The momentum equation is a fundamental part of physics, specifically in dynamics. It describes how momentum, a measure of an object's motion, is calculated. Momentum (\(p\)) is defined as the product of an object's mass (\(m\)) and its velocity (\(v\)):

• \(p = m \, \cdot \, v\)

In the context of this exercise, the astronaut and the hammer initially have zero total momentum because they are at rest. According to the conservation of momentum, the total momentum of an isolated system should remain constant. This principle directs us to write the momentum equation,

• \(0 = m_h \, \cdot \, v_h + m_a \, \cdot \, v_a\)

to solve for the unknown velocity of the astronaut (\(v_a\)). This equation encompasses both the mass and velocity of the hammer and astronaut, linking the two values together before and after the hammer is thrown.

After the hammer is thrown, the astronaut will move in the opposite direction. This change in motion is explained by the equation derived from the conservation of momentum principles. Substituting the known values,

• the hammer's mass \(m_h = 0.50 \, \mathrm{kg}\),
• its velocity \(v_h = 10 \, \mathrm{m/s}\),
• and the astronaut's mass \(m_a = 60 \, \mathrm{kg}\),

into the momentum equation, we solve for the astronaut's velocity (\(v_a\)). The calculation is straightforward:\[m_a \, \cdot \, v_a = -m_h \, \cdot \, v_h\]\[v_a = -\frac{0.50 \, \mathrm{kg} \, \times \, 10 \, \mathrm{m/s}}{60 \, \mathrm{kg}}\]This simplifies to \(v_a = -0.0833 \, \mathrm{m/s}\). The negative sign is crucial as it indicates the direction of motion, showing that the astronaut moves in the opposite direction of the hammer.

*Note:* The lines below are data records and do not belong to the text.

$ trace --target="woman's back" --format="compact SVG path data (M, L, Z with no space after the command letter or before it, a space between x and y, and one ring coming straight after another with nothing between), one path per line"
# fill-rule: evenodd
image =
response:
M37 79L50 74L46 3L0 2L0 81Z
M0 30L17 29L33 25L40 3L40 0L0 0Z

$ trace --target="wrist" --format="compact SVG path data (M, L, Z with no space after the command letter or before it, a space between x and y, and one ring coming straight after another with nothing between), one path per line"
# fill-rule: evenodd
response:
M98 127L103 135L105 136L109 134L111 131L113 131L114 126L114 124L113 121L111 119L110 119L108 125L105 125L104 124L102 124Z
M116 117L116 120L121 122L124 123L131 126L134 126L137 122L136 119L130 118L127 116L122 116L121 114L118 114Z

For the conservation of momentum to hold true, we must consider an isolated system. In physics, an isolated system is one where no external forces act on the bodies within it. Since the astronaut and hammer are floating in space, they form an almost perfect example of an isolated system. The absence of external forces ensures that their total momentum before and after the hammer is thrown remains constant. Being free from other influences, such as gravity, air resistance, or external mechanical forces, means that the only change occurring in the system is internal (between the astronaut and hammer). Therefore, the principle of conservation of momentum can be applied confidently, allowing accurate calculation of the astronaut's velocity after the action of throwing the hammer.

The law of conservation of momentum is a key concept in physics that states that within an isolated system, the total momentum remains constant if no external forces are acting on it. This law implies that any change in momentum of one object must be balanced by an equal and opposite change in momentum of another. In this exercise,

• the total initial momentum of the astronaut and hammer system is zero,
• and despite the hammer acquiring momentum when thrown, the system's overall momentum does not change, remaining zero.

The hammer's gained momentum is exactly countered by the momentum of the astronaut moving in the opposite direction. This balancing act under the law of conservation of momentum is not only pivotal in this scenario but serves as a foundational principle in many other physics problems. It emphasizes the interdependence of objects in a system and ensures that in the absence of external influences, motion is always conserved.